I’m typing this at 6:20 in the morning, sitting in my backyard beside a small bonfire, wearing pyjamas, a toque, fingerless gloves, and a lumberjack shirt from the grunge era. My dog is lying beside me on her ratty Mexican blanket. In the east, there’s a faint flash of lightning in the sky, but, for now, I’m dry. My breakfast is a slice of last night’s homemade pizza (anchovies, good mozzarella, sun dried tomatoes), washed down with a glass of Guinness. The morning smells like wood smoke, stinky dog, and imminent rain.

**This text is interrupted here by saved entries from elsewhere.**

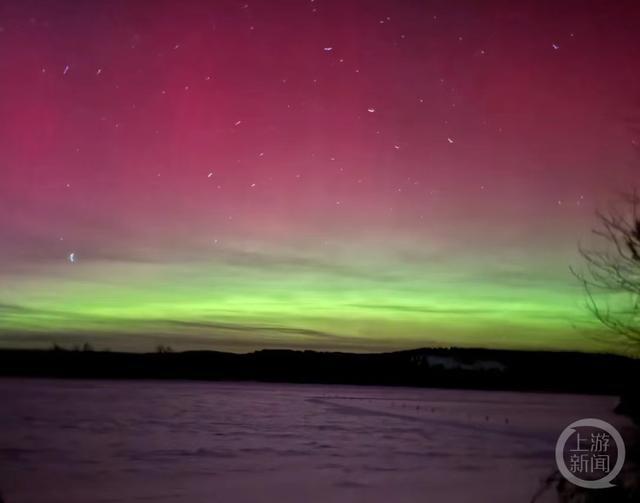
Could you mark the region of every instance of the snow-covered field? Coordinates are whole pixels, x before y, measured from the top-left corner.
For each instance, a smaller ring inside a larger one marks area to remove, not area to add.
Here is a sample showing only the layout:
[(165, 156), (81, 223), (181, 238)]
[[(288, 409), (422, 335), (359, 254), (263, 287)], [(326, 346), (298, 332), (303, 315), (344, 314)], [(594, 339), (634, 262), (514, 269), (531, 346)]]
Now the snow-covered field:
[[(614, 397), (0, 379), (6, 503), (528, 502)], [(553, 501), (550, 498), (540, 501)]]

With every year that passes I more firmly believe that it is the odd, idiosyncratic, specific, and sensual pleasures that make life worth living. Or rather, it is the semi-random, half-planned combinations of those pleasures. Like perhaps you’re walking across a field at midnight, eating a Twix bar, when the clouds suddenly drift away, revealing an intense moon, just as a nightingale begins to sing. Or the smell of perfume, roasted coffee, and wool sweater when you hug a friend you haven’t seen in several years.
Kurt Vonnegut once wrote that “peculiar travel suggestions are dancing lessons from God.” I love that idea, that the universe is offering us suggestions of how to dance, how to live our lives with rhythm and grace. Moreover, that what is spontaneous and improvised in this dance is just as important as what is planned and rehearsed—part tango and part disco.
Long ago, I discovered that what happens by surprise is far more memorable than what is carefully contrived. Travel is one clear example. I barely remember, for instance, my dutiful slog through the Louvre, or even the view from the observation deck of the Eiffel tower. I do remember, though, turning a street corner, hand-in-hand with my lover, coming across a sidewalk artist working in chalk, creating a wild picture of flowers and planets. The Michelin-starred restaurant in London was memorable, but the late night curry and chips in Brick Lane was much more so. Honeymoons are nice, but stolen kisses in back seat of a taxi cab say far more about the vital spark of romance, I think.
If there is truly a living, sentient spirit behind the machinations of the universe, I believe she has a trickster’s heart. She is always ready to upend your expectations, take you to unthought of places, both good and bad. She has a roguish smile, a winking eye, and a dark sense of humour. She is capable of dealing both sweetness and disaster; I expect there are few lives she has not endowed with generous helpings of both.
It is always easy, though, to recognize calamity when it befalls us. We tend not to be nearly as adept at recognizing good fortune—at recognizing those chance encounters, serendipitous combinations, and lucky finds. You’re at a garage sale, say, and you find an art deco lamp and a Velvet Underground record in perfect condition. You’re walking down the street, and you catch a glimpse of a woman with a perfectly shaped neck, just as the warm sun falls across your face. Or, you’re sitting in your backyard, early in the morning, when the fire is burning down, your dog is farting, and the storm has not yet arrived.